Family development theory refers to the systematic changes faced by a family as time passes. A family is a social group includes parents and siblings. The family is sharing similar norms and values which organized them to live together. The family development of Jeanette Walls in the story of The Glass Castle begins from her hard childhood. She had faced a lot of difficulties, during her adolescence, then during her teenage, she faced sexual abuse, ignorance, and extreme poverty. According to Gilmore and Marshall (2013), Jeanette Walls has shed light on the hardship of her life which she tried to hide from the public for years. This biography has become famous and grabbed the attention of people because of a unique character, and challenges faced by a nomadic family. Here we will discuss the family development and cultural dynamics of Walls family.

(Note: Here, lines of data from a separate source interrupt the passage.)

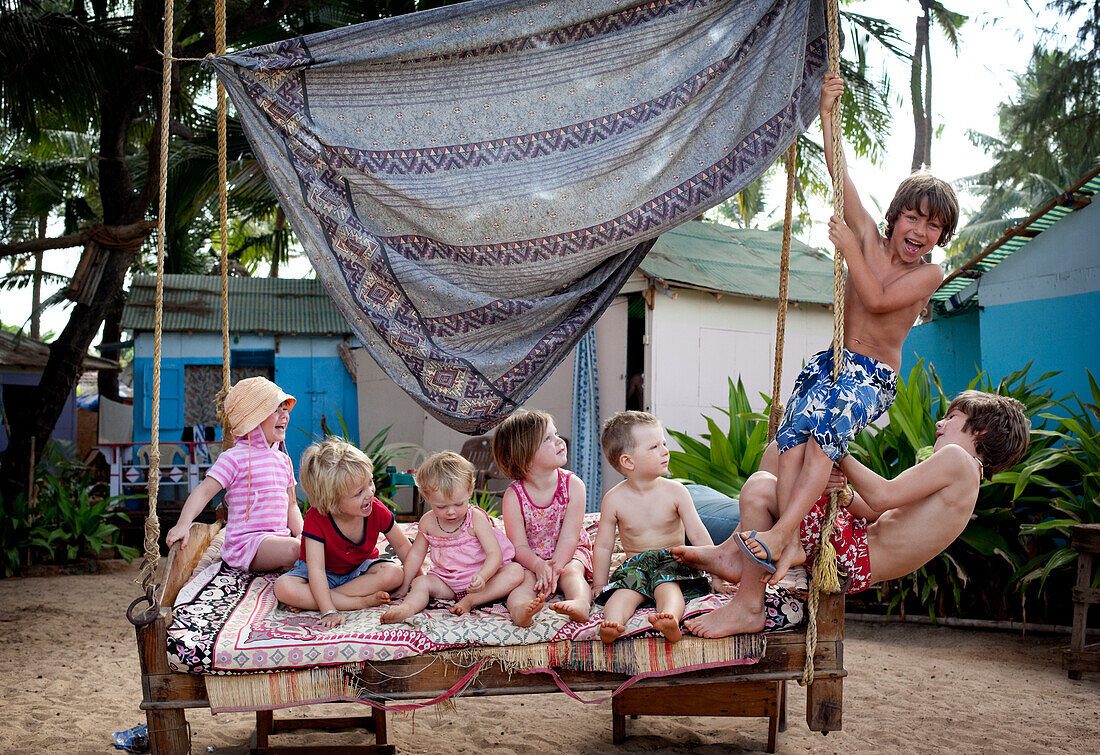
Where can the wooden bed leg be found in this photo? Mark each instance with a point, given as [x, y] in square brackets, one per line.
[618, 721]
[824, 706]
[167, 726]
[381, 736]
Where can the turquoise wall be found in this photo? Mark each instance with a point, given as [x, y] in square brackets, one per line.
[1058, 334]
[952, 345]
[309, 369]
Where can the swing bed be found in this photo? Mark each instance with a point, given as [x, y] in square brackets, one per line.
[814, 656]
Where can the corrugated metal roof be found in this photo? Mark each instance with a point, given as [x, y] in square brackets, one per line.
[25, 352]
[1019, 236]
[745, 262]
[193, 304]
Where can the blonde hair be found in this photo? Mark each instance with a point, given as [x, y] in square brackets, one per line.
[517, 440]
[330, 469]
[446, 473]
[617, 436]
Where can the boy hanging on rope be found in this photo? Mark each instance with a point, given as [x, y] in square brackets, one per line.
[890, 527]
[888, 285]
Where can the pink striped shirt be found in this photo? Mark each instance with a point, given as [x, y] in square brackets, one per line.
[255, 478]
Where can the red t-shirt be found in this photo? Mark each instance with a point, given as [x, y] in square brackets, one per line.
[343, 555]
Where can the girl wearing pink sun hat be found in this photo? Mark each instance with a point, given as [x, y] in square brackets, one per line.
[264, 527]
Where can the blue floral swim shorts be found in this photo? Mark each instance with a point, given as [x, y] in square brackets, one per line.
[834, 413]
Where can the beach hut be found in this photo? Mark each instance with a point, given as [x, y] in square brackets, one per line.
[22, 361]
[287, 330]
[1031, 296]
[701, 308]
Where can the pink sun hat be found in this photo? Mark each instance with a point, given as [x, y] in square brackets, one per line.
[251, 401]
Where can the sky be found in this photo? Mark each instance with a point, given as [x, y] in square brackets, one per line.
[996, 44]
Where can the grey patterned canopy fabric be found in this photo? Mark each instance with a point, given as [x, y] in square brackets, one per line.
[474, 184]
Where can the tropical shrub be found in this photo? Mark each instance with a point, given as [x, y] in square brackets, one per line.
[724, 459]
[68, 521]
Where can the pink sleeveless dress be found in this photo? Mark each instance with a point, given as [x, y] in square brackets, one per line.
[458, 558]
[542, 524]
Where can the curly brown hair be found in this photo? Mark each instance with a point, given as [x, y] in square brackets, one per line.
[1000, 428]
[920, 188]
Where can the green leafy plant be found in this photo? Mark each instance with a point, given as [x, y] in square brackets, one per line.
[73, 523]
[15, 534]
[724, 459]
[383, 453]
[1070, 469]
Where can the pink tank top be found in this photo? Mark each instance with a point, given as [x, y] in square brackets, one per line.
[542, 524]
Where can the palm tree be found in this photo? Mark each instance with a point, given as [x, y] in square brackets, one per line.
[95, 69]
[921, 74]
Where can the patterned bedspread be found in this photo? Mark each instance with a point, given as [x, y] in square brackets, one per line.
[229, 621]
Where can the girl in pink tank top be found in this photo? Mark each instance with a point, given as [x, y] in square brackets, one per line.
[471, 559]
[543, 512]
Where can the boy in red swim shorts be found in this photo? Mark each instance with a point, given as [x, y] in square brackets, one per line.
[890, 527]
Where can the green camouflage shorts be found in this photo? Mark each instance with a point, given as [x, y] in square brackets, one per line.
[645, 571]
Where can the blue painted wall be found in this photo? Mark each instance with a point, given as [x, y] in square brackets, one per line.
[952, 345]
[307, 368]
[1058, 334]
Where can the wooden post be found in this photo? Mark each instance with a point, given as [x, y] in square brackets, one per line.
[825, 696]
[167, 726]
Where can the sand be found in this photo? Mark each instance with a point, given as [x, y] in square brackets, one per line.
[68, 678]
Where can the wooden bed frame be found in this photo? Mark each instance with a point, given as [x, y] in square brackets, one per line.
[755, 690]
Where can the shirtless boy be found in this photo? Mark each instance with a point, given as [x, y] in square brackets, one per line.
[888, 284]
[652, 514]
[891, 527]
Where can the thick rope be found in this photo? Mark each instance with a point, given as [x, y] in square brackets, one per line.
[824, 577]
[784, 273]
[152, 558]
[223, 197]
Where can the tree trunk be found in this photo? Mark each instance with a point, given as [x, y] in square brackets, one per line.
[36, 285]
[31, 424]
[112, 334]
[921, 117]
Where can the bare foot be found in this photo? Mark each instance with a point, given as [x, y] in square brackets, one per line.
[463, 606]
[395, 614]
[527, 612]
[793, 555]
[728, 620]
[668, 625]
[380, 598]
[576, 610]
[611, 631]
[724, 562]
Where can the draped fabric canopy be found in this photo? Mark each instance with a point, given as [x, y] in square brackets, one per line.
[473, 184]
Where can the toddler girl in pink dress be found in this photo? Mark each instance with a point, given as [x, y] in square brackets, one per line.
[471, 559]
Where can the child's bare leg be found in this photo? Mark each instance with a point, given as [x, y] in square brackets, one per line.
[578, 603]
[276, 553]
[422, 589]
[618, 608]
[904, 538]
[745, 612]
[670, 610]
[499, 584]
[725, 560]
[810, 478]
[369, 589]
[523, 603]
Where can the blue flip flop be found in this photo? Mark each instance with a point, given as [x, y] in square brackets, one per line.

Jeanette’s family belonged to the American society. They were living in very vulnerable situations in the world where people are enjoying liberty, democracy, equality, and hope. However, the life of Jeanette’s family tells a different story. In this story, the home was absent and living a highly uncivilized and unconventional life. The family development cycle of Jeanette started encompassed in two periods first is from the 1950s to 1970s, while the second period started from 1980s to 2000s. The socio-cultural aspect of Walls life includes their lifestyle, neighborhood, poverty, relationship, social interaction, and leisure, etc. We will focus on her life experiences such as food, cloth, family system, traffic, and social relationship. Transportation and traveling was an important part of the Walls family because of their frequently changing habitats. A nomadic lifestyle and homelessness had adverse impacts on the Jeanette life, however, her mother and brother had enjoyed their lifestyle. According to her mother, on p.288, she stated that she had never found her life boring with her husband Rex Walls. Moreover, when Jeanette and her sister decided to escape from her family and improve their lifestyle, they discussed it with their brother. He didn’t agree to escape with them, because he had no complaint from the life he was spending with his parents and other siblings.
Her family had adopted a nomadic lifestyle to seek stability which was nowhere achieved. The early age of this family was spent in traveling just for the sake of adventure, they didn’t stay in a place where they had better opportunities to settle.
Mostly they lived in deserts of New York with other nomade families, they worked in the mines, still, they remained homeless. Their children got maturity in the desert and became able to travel. Mr. Walls and her wife enjoyed the adventure of exploring new places and wandering from one place to another in search of a better life. There was no proper sanitation, and the family was facing many health and hygiene issues.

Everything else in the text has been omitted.